"What if we could predict where and when crimes are most likely to occur—before they happen?"
This project explores that very question using Machine Learning on spatial and temporal crime data. Built from scratch and deployed as a fully interactive Streamlit app, Crime Forecasting AI helps visualize crime patterns and predict weekly incident counts by area using data from Los Angeles (2020–Present).
Whether you're a policymaker, data scientist, or civic technologist, this platform demonstrates how AI can support smarter urban safety strategies.
- Goal: Predict weekly crime counts by area using machine learning.
- Data: Public dataset from Kaggle: Crime Data from 2020 to Present, cleaned and engineered into weekly area-based crime trends.
- Models Used:
XGBoost Regressor
Random Forest Regressor
K-Nearest Neighbors (KNN)
📍 Features include:
AREA
,LAT
,LON
,iso_year
,iso_week
🎯 Target: crime_count
— number of incidents reported that week in a given area.
The ML workflow (in crime_detection_ml.py
) includes:
- Preprocessing: Feature engineering, weekly aggregation, area mapping
- Model training: XGBoost, Random Forest, and KNN
- Evaluation using:
- MAE (Mean Absolute Error)
- RMSE (Root Mean Squared Error)
- R² Score
- Accuracy within ±20 crimes
📌 Why ±20? Because in real-world scenarios, predictions don't need to be exact—they need to be actionable.
Model | Accuracy (±20) | MAE | RMSE | R² |
---|---|---|---|---|
XGBoost | 71.79% | 16.26 | 24.00 | 0.854 |
Random Forest | 69.46% | 16.82 | 24.58 | 0.847 |
KNN | 45.60% | 29.45 | 40.85 | 0.578 |
✅ XGBoost performed best, thanks to its ability to capture complex spatial-temporal patterns and its built-in regularization.
Explore the crime predictions visually with the Streamlit dashboard. Built using streamlit
, the app features:
- Area & date selector
- Weekly prediction with model comparison
- Model performance radar chart
- 📍 Crime heatmaps
- 📈 Area-specific weekly crime trends
📷 Click to expand
- Model Accuracy Radar Chart
- Weekly Crime Trend Line Chart
- Crime Density Heatmap with PyDeck
Tip
Or run it on your machine using the steps below.

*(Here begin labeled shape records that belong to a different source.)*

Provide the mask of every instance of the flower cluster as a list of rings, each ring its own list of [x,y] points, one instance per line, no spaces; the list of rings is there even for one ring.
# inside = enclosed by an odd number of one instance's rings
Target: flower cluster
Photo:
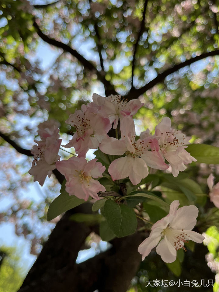
[[[176,258],[176,251],[180,249],[186,250],[184,243],[192,240],[200,243],[204,237],[195,231],[192,231],[196,223],[198,209],[193,205],[177,208],[179,202],[172,202],[169,214],[153,225],[149,237],[138,247],[142,259],[148,255],[153,248],[157,245],[157,253],[166,262],[172,262]]]
[[[137,137],[133,117],[144,104],[137,99],[128,102],[120,96],[106,98],[95,94],[93,100],[83,105],[66,121],[75,132],[64,147],[74,147],[77,156],[60,161],[58,153],[62,140],[59,138],[57,125],[47,121],[39,125],[38,132],[41,140],[34,140],[37,145],[32,151],[34,160],[29,171],[34,181],[42,186],[47,176],[50,177],[56,168],[65,177],[65,190],[69,195],[85,201],[90,196],[98,200],[98,193],[106,189],[97,179],[103,177],[106,168],[96,158],[87,161],[89,149],[99,148],[106,154],[121,156],[111,159],[109,173],[113,181],[128,177],[135,186],[148,175],[148,167],[164,170],[170,165],[173,176],[177,176],[179,171],[186,168],[185,165],[196,161],[185,150],[189,138],[171,128],[169,118],[164,118],[156,126],[154,135],[148,129]],[[121,138],[118,139],[117,135],[116,138],[109,137],[107,133],[112,124],[118,133],[119,120]],[[212,180],[211,177],[208,182],[210,197],[215,203],[217,185],[213,187]],[[169,214],[153,225],[149,237],[140,245],[138,251],[143,259],[157,245],[157,252],[162,259],[172,262],[176,259],[178,249],[185,249],[187,240],[202,242],[203,237],[192,231],[196,222],[197,208],[184,206],[177,210],[179,205],[179,201],[172,202]]]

git clone https://github.com/Sam-Gunawan/Crime-Forecasting-AI
cd Crime-Forecasting-AI
python -m venv venv
source venv/bin/activate # or venv\Scripts\activate on Window
pip install -r requirements.txt
streamlit run app.py
.
├── app.py # Streamlit frontend
├── crime_detection_ml.py # Model training & evaluation script
├── models/
│ ├── crime_model_results.pkl
│ ├── xgboost_model.pkl
│ ├── random_forest_model.pkl
│ └── knn_model.pkl
├── dataset/
│ ├── area_reference.csv
│ ├── grouped_week.csv
│ └── crime_density_by_area.csv
├── AcademicPaper.docx # Full academic research paper
├── requirements.txt
└── README.md
Name | Role |
---|---|
Samuel Gunawan | Project Manager, Full-stack dev |
Nisrina Rahma Syaifullah | Model Architect & Data Engineer |
Calvin Willyanto | Insight Analyst & Report Writer |
Michael Liem | Insight Analyst & Report Writer |
Charles Agustin | Model Architect & Data Engineer |
Some improvements to be made:
- 📦 Deploy as Web App (with Firebase or Heroku backend)
- 🧬 Implement Spatio-Temporal Graph Neural Networks
- 🧠 Hyperparameter tuning with Optuna
- 🌍 Incorporate live data via LAPD/NYPD APIs
- 🎯 Cluster analysis to identify high-risk crime zones
- 🧾 Exportable city-specific crime reports for policy planning
📄 Read our full research study:
“Comparative Analysis of Machine Learning Models for Crime Prediction Based on Spatial and Temporal Features”
Available in AcademicPaper.pdf
This study includes:
- Literature review of AI in criminology
- Detailed methodology
- Evaluation rationale
- Policy implications
- References from 25+ peer-reviewed sources
“AI alone doesn’t stop crime—but it can help us get ahead of it.”
This project is our step toward safer, smarter cities.